Yes, the puck got stuck. There was a spot on the robot’s side of the table where the puck was prone to getting stuck, and since it was on the robot’s side (and thus protected by plexiglass), we couldn’t get it loose. The robot was set up to shoot a puff of air when the puck got stuck, but it couldn’t make it move.
We ended up getting the puck moving again by cannibalizing a piece of plastic tubing from a nearby exhibit about RPMs. We made a loop in the tubing, and went under the plexiglass to push the puck off of the problem spot. It worked, and the game resumed.
The puck got stuck in the same spot again, and so we had to use the technique again to get the puck out of the problem area. I ended up catching it like a lasso and pulling it back onto our side. Once the puck was going again, the game resumed. An employee later showed us a stick that they keep nearby to get the puck moving again when that happens.
Elyse plays a full game without the puck’s getting stuck in the problem area. Unfortunately, she lost to the robot, 1 to 0. I didn’t do any better, though.
Then after this, we took a look at the historic Richmond, Fredericksburg, and Potomac Railroad cars:
Then, going back inside, we tried out a tightrope exhibit, challenging participants to cross the tightrope a few inches above the floor. I tried it, and I nearly fell over.
Elyse did better:
By the way, the astute listener will recognize the tune that I’m doing as the jazzed up version of “Pop Goes the Weasel” from Today’s Special.
Then near the Dome, we found the one exhibit remaining from my previous visits:
This exhibit is an air blower that demonstrates the Bernoulli effect, holding a beach ball in a column of air. We found it by the Dome on Tuesday, pictured at left in that location. In 2002, pictured at right, it was in the main exhibit hall. Note the now-demolished mezzanine level in the background of the 2002 photo.
The saddest thing about the museum was the treatment of the Dome, formerly the IMAX Dome (and Omnimax before that). The museum had done a lot of upgrades to the theater in recent years, including a complete replacement of the IMAX projection equipment with digital equipment – thus why the IMAX Dome is just the Dome now, because it’s no longer IMAX. Previously, the projection room for the theater was an exhibit in and of itself, seen here in 2002:
Now, in 2017, the room is mostly empty:
A shame, because I always enjoyed seeing what makes the theater run. Of course, with the conversion to digital, I suppose that you don’t need as much space for the equipment. And watching computers run digital things is nowhere near as interesting as watching mechanical things work, so I suppose that there’s nothing to show anymore.
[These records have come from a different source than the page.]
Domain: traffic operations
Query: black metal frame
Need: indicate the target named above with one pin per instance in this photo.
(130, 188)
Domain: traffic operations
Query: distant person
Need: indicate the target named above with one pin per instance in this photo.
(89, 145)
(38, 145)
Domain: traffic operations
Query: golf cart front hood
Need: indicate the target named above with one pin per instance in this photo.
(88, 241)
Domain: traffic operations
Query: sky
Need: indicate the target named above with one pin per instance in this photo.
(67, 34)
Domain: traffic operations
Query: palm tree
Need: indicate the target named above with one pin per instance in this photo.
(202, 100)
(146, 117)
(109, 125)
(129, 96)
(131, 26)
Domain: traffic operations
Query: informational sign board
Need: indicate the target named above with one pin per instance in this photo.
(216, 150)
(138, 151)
Near the Dome, however, was an historic switchboard from when the building was a railroad terminal:
I was amazed about how little has changed with these things over the years. I’ve seen plenty of these at the terminals and the yards at work, and they still look a lot like this.
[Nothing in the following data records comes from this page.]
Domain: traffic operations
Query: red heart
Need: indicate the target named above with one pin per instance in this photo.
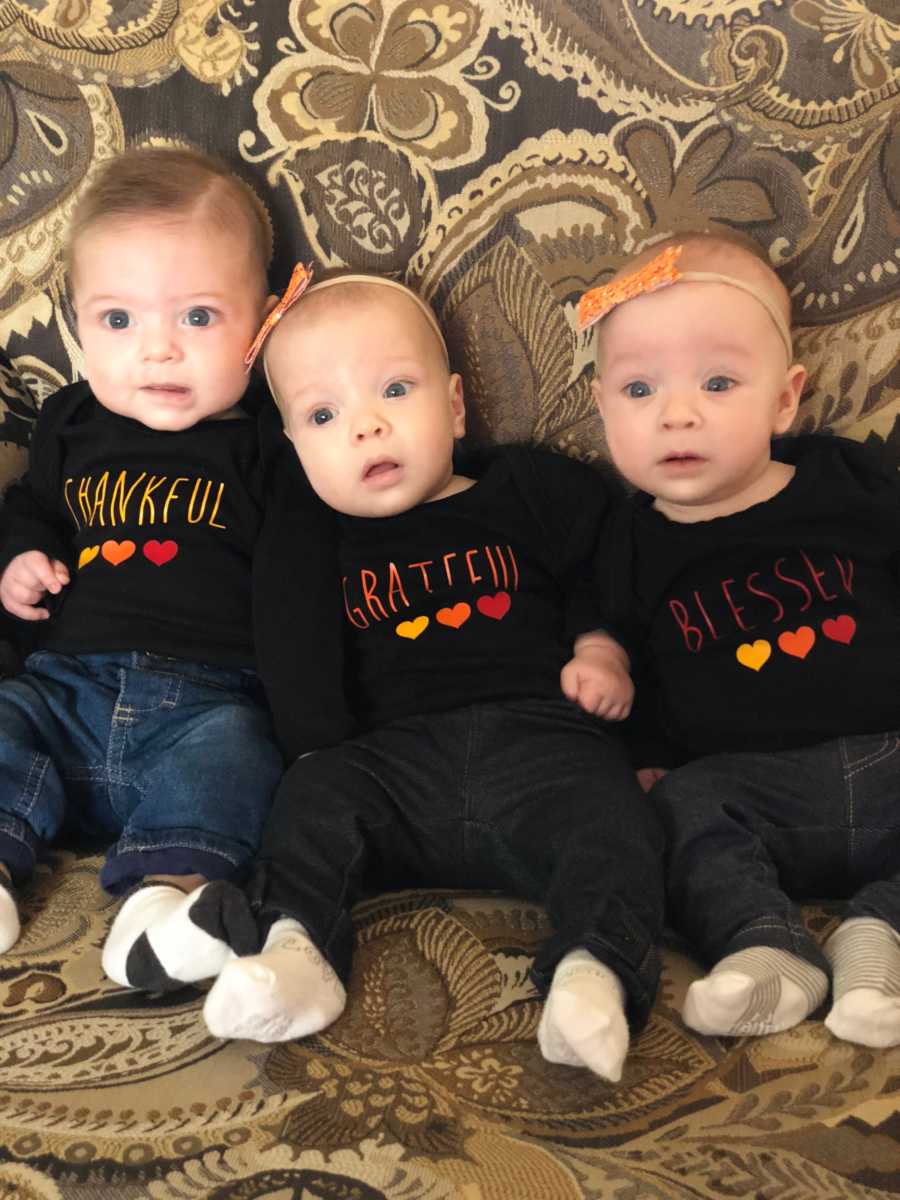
(798, 643)
(840, 629)
(496, 606)
(160, 552)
Then we also took a look at the pendulum in the mezzanine, and got to watch it knock a peg down:
As I understand it, this is called a Foucault pendulum, and it changes orientation according to the rotation of the Earth. Thus the pegs. The change in orientation is demonstrated as it knocks down the pegs throughout the day. This one is set up to knock down a peg approximately every 15 minutes.
And then finally, we saw one of these in the gift shop:
Overall, I felt like the museum was more geared towards kids than it used to be. I admit that it had been a while since I was last there, but I felt like it was more accessible to all ages back then, and that the museum had more things that adults and kids alike could have fun with. Now, it seems like a museum specifically designed for kids. A shame, but considering that it’s a popular destination for school groups, I suppose that they’re catering to their market.
Otherwise, I have more photos from our day in Richmond, but since they’re on a different topic, I’ll post those separately. Talk with you again soon.